The surgical treatment of TTS is difficult because of subsequent contractions, poor support of the nostrils, and high recurrence rates. Local flaps donated from the affected area of the face can lead to poor results [2]. In addition, local flaps are not useful for large or full-thickness skin defects, so regional flaps have been attempted to treat TTS. The forehead flap and septal mucoperichondrial flap are conventional reconstructive options for full-thickness alar defects [11]. In particular, the forehead flap has been widely used to reconstruct defects of all nose subunits of a wide range of sizes [12]. However, it is technically challenging to create asymmetry and to minimize scarring. A previous case report of TTS treated with a pedicled forehead flap stated that the flap was well-maintained without nostril collapse or recurrence [3]. However, the forehead flap induces cosmetic problems due to its bulky size and severe scarring of the donor site. The septal mucoperichondrial flap is a type of lining flap, and a thinner nostril lining can be expected with this technique than with other local flaps. However, it requires a high level of technical skill, making it difficult to accurately predict surgical outcomes.
Therefore, in our case, a folded nasolabial fold flap was used in an attempt to overcome the disadvantages of the forehead flap and septal mucoperichondrial flap. Since this flap is designed parallel to the nasolabial fold, it has better cosmetic outcomes in terms of reasonable flap size and less donor site scarring. In addition, the procedure is simpler, so it requires a shorter operation time than the other methods.
TTS is a rare and challenging skin condition encountered by plastic surgeons. When encountering a combination of anesthesia, paresthesia, and ulceration, physicians should suspect TTS. It is necessary to take a thorough history to determine the cause of trigeminal nerve injury that induced TTS. Tissue culture and biopsy may be performed to rule out ulcerative skin malignancy or fungal/mycobacterial infection. A dressing can be attempted, but a surgical intervention is recommended for extensive ulceration or full-thickness skin defects. A regional flap is more effective than a local flap because of the possibility of the skin around the ulceration also being affected. To our knowledge, there have been no attempts to use folded nasolabial flaps for the treatment of TTS. Therefore, the authors report a rare case of TTS occurring after herpes zoster infection that was treated with a folded nasolabial flap.

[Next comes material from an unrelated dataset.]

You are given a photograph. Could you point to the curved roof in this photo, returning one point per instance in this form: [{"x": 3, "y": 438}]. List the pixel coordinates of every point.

No potential conflict of interest relevant to this article was reported.


Ethical approval

The study was approved by the Institutional Review Board of Soonchunhyang University Cheonan Hospital (IRB No. 2021-06-049).

Patient consent

The patient provided written informed consent for the publication and use of the images.

Fig. 1.
Initial photograph image before biopsy. Skin defect at the right ala with partial loss of the lower lateral cartilage and nostril collapse.
Fig. 2.
Soft tissue defect at the right ala with septal deviation on facial computed tomography.
Fig. 3.
Photographs (A) after margin trimming, (B) design of a folded nasolabial flap, (C) proximal end of the flap covering the inner lining of the defect, and (D) after primary closure of the donor site.
Fig. 4.
One-year postoperative view in two different projections. (A) Worm’s-eye view and (B) frontal view.